Parazinho, no Rio Grande do Norte, é um pequeno município com cerca de 5 mil habitantes, o equivalente à população de poucos quarteirões em São Paulo. Até 2010, figurava entre as cidades mais pobres do estado. No entanto, em pouco tempo, sua realidade econômica mudou completamente: de uma das últimas posições, Parazinho passou a liderar o ranking do PIB per capita potiguar.
A transformação econômica foi impulsionada pela força dos ventos. Hoje, o município ocupa o topo do ranking nacional em potência instalada de energia eólica em operação. Já sua vizinha João Câmara, com cerca de 35 mil habitantes, se destaca por abrigar o maior número de parques eólicos do Brasil, segundo dados do Centro de Estratégias em Recursos Naturais e Energia (Cerne).

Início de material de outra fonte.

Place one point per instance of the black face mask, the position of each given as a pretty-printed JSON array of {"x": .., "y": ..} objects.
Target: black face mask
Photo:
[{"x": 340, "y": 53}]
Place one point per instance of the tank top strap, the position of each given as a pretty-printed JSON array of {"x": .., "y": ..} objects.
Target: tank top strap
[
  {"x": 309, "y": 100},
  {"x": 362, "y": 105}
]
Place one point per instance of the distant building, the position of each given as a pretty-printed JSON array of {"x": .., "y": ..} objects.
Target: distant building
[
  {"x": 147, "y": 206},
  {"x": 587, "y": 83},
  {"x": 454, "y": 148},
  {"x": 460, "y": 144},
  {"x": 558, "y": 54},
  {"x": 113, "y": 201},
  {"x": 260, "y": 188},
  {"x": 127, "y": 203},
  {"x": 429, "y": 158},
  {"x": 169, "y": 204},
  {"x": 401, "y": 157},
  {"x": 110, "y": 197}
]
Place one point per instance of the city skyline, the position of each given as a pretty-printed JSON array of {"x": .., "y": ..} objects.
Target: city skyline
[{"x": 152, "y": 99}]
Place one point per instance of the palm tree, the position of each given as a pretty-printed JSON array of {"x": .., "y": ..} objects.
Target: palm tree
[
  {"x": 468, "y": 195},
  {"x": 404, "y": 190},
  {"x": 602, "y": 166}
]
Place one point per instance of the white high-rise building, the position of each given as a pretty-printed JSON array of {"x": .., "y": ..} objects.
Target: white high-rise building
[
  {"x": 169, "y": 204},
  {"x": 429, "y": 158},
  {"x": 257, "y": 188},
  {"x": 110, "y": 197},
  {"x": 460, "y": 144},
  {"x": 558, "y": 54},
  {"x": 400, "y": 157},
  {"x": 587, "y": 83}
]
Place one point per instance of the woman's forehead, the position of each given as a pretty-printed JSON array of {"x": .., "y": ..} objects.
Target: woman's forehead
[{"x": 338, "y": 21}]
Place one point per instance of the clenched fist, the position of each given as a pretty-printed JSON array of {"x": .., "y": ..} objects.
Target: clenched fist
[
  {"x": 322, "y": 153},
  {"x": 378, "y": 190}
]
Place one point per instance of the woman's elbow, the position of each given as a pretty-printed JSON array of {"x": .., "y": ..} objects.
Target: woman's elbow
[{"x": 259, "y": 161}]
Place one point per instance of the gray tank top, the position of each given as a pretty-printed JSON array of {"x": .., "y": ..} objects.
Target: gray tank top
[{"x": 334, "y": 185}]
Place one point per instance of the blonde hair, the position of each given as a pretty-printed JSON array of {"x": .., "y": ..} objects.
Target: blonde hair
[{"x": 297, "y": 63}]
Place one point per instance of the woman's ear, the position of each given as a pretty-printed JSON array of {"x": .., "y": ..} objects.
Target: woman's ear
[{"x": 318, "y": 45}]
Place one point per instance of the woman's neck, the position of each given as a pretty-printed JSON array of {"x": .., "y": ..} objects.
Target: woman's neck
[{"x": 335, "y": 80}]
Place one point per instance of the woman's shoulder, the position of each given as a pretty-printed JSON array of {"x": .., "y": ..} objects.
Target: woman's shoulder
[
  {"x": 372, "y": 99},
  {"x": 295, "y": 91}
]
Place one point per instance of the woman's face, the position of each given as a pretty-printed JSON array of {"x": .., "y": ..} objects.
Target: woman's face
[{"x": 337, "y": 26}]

Os ventos intensos que predominam na região, localizada a menos de 90 quilômetros de Natal, chamaram a atenção de grandes empresas do setor, como Energisa, Desa e Enel Green Power. O Rio Grande do Norte — especialmente essa área — se destacou entre os estados mais contempladas nos leilões de energia eólica realizados em 2009 e 2010.
Com a chegada desses investimentos, Parazinho se tornou um símbolo da transição energética no Nordeste. As torres eólicas, antes vistas apenas como novidade, passaram a fazer parte da paisagem e da rotina dos moradores. A geração de empregos diretos e indiretos durante a construção e manutenção dos parques trouxe renda e movimentou o comércio local.
Hoje, a cidade colhe os frutos dessa revolução verde. A arrecadação municipal cresceu consideravelmente, permitindo novos investimentos em saúde, educação e mobilidade. Além disso, o custo da energia elétrica na região é um dos mais baixos do país, resultado da abundância dos ventos e da eficiência dos parques instalados.